Receiving mail when cruising

scourge - March 26, 2013

Hi all,

My wife and I are planning a Great Lakes cruise for 5 - 6 months when I retire.  We are currently in the planning stages and  have no idea what to do about our mail, particularly receiving our mail.  We will not really have an itinerary so we will not really have a set time or place that our mail can be forwarded to, to pick it up.  What is the best way to handle mail when cruising?  We can set up our bills to be automatically paid, but getting our mail is a mystery.  Any suggestions or tips that others have done would be greatly appreciated.

Thanks - Len Buchanan

cberdie's picture

We use a screener like Bill, when we know where we will be in two or three days we will call the marina we will stay in and ask if it is ok to forward to them. We've never heard a no. It pays to pay for two day delivery, just to be sure you won't have to stay for weeks for a mislaid package to arrive.
Carl Berdie

Bill Rohde's picture

We've not bothered with mail forwarding. Instead we've had someone screen our mail for us (a brother-in-law for a few years, and, our daughter when she moved back near our home, but it could be any trusted person). Since we had previously moved to electronic billing and payment for virtually everything (either automatic payments or personally triggered checks sent from our brokerage) we receive little snail mail of importance, But that said, when something does come in our snail mail that requires our attention, our "mail screener" scans and emails it to us. This has worked very well for us as we've been cruising in and out of the country (e.g. Canada, Bahamas, Turks and Caicos, D.R., Puerto Rico, Virgin Islands, etc.) for an average of about 4 months or so each year for the past 8 years. That said, we also have several friends who do use Brenden's Isle (https://www.sbimailservice.com/), which seems to be the major player servicing this market. They offer both a snail mail forwarding service and electronic scanning and forwarding. here's how they describe their service: "Mail Forwarding Services for Cruisers, RVer's and people who travel. That is our Specialty! Founded in 1988, St. Brendan's Isle believes in the basic principal of providing convenient, dependable and friendly postal mail forwarding services with each and every Client contact. This simple philosophy has helped us grow to become one of the largest mail forwarding companies serving over 4000 Clients worldwide."

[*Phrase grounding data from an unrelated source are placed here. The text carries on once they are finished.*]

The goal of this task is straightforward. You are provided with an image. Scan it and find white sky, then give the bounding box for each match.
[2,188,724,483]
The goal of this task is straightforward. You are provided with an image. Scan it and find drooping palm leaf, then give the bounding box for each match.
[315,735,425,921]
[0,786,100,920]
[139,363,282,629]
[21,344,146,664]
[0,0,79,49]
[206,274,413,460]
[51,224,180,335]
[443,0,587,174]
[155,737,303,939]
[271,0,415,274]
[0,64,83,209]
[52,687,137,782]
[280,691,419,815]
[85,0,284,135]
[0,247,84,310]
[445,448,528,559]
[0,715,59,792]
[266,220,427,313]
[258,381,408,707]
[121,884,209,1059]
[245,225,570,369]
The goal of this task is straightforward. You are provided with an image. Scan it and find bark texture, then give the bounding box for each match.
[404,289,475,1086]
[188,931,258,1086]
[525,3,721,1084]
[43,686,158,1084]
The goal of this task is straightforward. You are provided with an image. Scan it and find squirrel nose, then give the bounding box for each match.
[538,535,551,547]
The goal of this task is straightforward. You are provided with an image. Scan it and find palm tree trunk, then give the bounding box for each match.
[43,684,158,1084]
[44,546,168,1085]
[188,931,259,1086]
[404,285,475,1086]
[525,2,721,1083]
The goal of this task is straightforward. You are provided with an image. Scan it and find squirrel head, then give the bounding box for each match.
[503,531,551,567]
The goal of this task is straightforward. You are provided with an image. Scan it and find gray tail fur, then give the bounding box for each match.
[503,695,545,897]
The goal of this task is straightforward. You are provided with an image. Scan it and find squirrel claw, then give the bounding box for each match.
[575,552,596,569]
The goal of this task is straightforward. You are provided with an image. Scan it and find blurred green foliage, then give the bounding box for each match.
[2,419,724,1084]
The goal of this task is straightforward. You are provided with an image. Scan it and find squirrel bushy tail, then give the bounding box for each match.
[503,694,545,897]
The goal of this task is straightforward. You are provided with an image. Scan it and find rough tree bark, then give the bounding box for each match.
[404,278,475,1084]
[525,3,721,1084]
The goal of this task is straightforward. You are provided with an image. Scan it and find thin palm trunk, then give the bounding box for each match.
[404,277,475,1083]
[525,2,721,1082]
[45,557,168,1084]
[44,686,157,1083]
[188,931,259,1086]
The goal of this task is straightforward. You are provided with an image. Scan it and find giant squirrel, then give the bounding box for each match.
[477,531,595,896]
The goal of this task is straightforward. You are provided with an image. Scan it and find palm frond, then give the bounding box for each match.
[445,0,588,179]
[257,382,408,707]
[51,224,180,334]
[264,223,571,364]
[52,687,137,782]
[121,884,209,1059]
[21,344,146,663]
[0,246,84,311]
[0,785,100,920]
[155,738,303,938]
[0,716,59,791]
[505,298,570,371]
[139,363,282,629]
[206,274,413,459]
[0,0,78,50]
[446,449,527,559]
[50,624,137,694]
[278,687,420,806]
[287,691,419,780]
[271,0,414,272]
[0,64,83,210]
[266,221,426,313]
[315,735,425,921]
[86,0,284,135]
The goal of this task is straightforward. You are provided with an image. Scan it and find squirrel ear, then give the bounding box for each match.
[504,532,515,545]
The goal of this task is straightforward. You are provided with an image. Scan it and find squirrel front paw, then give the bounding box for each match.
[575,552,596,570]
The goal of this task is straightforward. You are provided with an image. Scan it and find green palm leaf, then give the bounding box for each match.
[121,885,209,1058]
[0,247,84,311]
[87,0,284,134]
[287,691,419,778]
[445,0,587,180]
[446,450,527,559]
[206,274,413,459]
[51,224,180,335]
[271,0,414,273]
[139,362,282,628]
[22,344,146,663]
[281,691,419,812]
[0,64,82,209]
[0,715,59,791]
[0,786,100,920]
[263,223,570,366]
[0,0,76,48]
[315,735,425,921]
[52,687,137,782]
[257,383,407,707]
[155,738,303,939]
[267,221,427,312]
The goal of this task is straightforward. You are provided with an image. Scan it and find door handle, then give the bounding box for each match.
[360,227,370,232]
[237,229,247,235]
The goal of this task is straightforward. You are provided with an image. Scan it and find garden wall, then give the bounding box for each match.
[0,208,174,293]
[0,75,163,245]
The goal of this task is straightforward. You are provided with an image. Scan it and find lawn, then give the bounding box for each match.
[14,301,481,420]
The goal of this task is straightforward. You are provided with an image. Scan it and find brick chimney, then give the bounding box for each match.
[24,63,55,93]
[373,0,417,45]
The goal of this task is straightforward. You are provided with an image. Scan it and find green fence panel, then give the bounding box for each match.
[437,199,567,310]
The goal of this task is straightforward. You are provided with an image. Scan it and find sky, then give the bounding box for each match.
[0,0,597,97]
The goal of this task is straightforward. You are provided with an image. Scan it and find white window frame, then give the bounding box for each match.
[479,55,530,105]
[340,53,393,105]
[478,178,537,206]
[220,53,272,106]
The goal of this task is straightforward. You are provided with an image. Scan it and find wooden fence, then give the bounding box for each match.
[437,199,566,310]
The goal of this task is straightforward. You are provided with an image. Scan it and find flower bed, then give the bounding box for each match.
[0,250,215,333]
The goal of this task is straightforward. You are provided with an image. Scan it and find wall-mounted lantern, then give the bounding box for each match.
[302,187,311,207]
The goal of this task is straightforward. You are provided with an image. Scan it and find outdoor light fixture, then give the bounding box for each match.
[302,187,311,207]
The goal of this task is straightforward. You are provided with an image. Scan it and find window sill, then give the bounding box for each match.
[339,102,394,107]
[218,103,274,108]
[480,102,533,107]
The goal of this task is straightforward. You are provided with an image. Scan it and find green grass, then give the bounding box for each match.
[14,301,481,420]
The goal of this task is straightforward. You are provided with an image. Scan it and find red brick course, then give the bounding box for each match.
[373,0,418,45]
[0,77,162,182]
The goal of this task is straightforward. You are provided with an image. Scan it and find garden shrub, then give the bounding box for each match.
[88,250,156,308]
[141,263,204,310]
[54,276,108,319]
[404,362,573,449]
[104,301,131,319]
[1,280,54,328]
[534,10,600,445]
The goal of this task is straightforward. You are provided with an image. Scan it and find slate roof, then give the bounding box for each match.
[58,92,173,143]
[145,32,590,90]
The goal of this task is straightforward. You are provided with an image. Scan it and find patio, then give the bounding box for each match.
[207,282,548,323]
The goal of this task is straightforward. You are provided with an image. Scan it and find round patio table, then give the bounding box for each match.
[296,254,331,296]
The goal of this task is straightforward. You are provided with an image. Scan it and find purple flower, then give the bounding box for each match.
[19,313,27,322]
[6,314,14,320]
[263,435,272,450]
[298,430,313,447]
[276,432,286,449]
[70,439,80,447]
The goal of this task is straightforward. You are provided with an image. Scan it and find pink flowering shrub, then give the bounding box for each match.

There are definitely some very workable and convenient solutions out there, even made more convenient in the internet age. Best of luck with your decisions on a solution.

Jeff Melin's picture

We are planning an extended cruise in this area this summer. We have previously used a mail forwarder to send mail to US Post Offices in lakeside towns with success. However, we are not familiar with Canadian Post services and would appreciate info on policy and locations for pickups.

Ocean-Explorer's picture

Have your mail sent to SMALLER towns when having it sent via general delivery. The post office is never very far away in a smaller community, while it may be quite a hike in a larger town. Post office locations are often shown on the NOAA charts. You may get more personalized service in a smaller town. We were having mail sent to general delivery in Put-in-Bay several years ago and found that we were going to arrive after closing on a Saturday. I called the post-mistress and she offered to take the package to her home where we could pick it up.

Gunkholer's picture

We use the post offices Premium Forwarding Service. We have it sent to our sons house and he occassionally sends it to us at general delivery. I would like to quit the post office by taking my mail box down but the Admiral is not buying the idea.

jwooll's picture

You can get a local private mail box at a UPS store. This keeps you with a local address for voting and tax purposes. Get them to forward mail when you request it to General Delivery at a post office you will be visiting. This worked well for us as we did a full year on the boat doing the Great Loop.